In my own words

“Here, on the boat, is the first time they’ve seen so many other people”

Testimony by Leon & Sophie*

Leon, in his thirties, climbs the ladder that leads from the rescue boat to the deck of the Aquarius. He turns back and waits for someone to pass him his eldest daughter, Nora. He holds her close, drying her hair with a blanket. People try to tease her and make her smile. She doesn’t respond; he speaks for her. “She’s four. She comes from Libya.”

Leon is an electrician; his wife Sophie is a math teacher. They are Cameroonian. He went back and forth between Libya and Cameroon before bringing his wife in 2012. Nora, Olivia and Rose were born in Tripoli.

“The last time I went back to Cameroon, I saw that there was nothing there for me,” says Leon. “But in Libya, we are persecuted. I was kidnapped several times and they demanded that I give them a lot of money. I managed to get out of it because I spoke Arabic. Sometimes the Libyans would haul me into the police station. I explained that my children were Libyans, and so they let me go.”

The family decided to leave in March. “Too much terrorism, too much kidnapping, the girls always had to stay shut up in the house.
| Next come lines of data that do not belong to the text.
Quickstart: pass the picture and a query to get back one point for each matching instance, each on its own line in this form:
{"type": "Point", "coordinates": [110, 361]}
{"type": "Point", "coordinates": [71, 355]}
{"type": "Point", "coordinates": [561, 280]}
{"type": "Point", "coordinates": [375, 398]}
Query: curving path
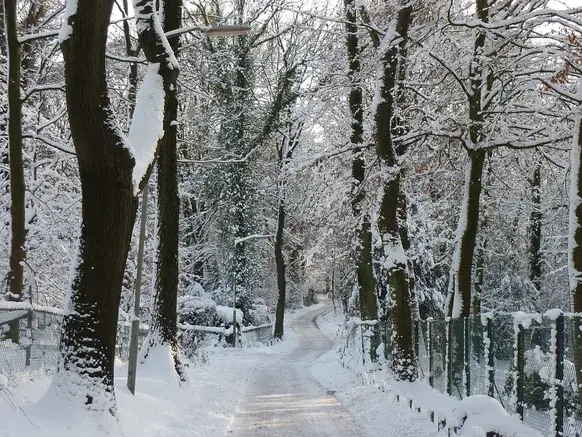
{"type": "Point", "coordinates": [283, 400]}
Here, on the boat, is the first time they’ve seen so many other people,” Leon says. “Before, I never thought I would go to Europe, but over the past few months the situation in Libya just became too much.”

He found work— he considers it a miracle—and paid a smuggler. He and his family had to wait in a camp. “We thought we were going to travel the day after we paid, but we waited, shut up in a house with 200 other people. My girls barely ate for two months. But we hung on, until the day they put us in the boat. The waves were high, but we held on and we prayed,”
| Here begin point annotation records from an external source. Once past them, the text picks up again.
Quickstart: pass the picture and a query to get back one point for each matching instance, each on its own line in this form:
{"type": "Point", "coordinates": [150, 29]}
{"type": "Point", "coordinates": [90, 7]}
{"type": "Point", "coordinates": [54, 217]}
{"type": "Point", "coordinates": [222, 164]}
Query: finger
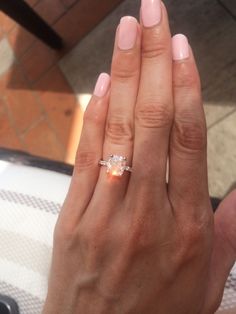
{"type": "Point", "coordinates": [188, 158]}
{"type": "Point", "coordinates": [154, 108]}
{"type": "Point", "coordinates": [224, 252]}
{"type": "Point", "coordinates": [119, 133]}
{"type": "Point", "coordinates": [89, 152]}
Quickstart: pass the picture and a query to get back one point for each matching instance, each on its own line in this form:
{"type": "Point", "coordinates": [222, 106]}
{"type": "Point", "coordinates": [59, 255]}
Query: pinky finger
{"type": "Point", "coordinates": [89, 152]}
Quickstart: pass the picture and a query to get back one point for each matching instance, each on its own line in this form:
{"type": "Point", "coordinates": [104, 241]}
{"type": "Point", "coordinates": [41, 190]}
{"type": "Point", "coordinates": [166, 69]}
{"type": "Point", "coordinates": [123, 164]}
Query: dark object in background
{"type": "Point", "coordinates": [229, 6]}
{"type": "Point", "coordinates": [23, 14]}
{"type": "Point", "coordinates": [8, 305]}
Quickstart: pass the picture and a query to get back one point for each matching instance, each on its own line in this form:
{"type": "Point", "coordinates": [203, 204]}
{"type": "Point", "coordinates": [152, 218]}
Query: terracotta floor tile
{"type": "Point", "coordinates": [37, 60]}
{"type": "Point", "coordinates": [50, 10]}
{"type": "Point", "coordinates": [58, 101]}
{"type": "Point", "coordinates": [42, 141]}
{"type": "Point", "coordinates": [8, 136]}
{"type": "Point", "coordinates": [77, 22]}
{"type": "Point", "coordinates": [20, 40]}
{"type": "Point", "coordinates": [6, 22]}
{"type": "Point", "coordinates": [12, 79]}
{"type": "Point", "coordinates": [23, 108]}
“In Libya, you live in constant fear of getting assaulted or killed,” says Sophie. “With the girls, we would like to be able to think about the future.”

Sophie dreams of going back to school and of going back to work as a teacher. But first, she wants her family to have the chance to take a bath. They haven’t been able to do so for three months. “If you’re not even clean, how can you plan for the future?”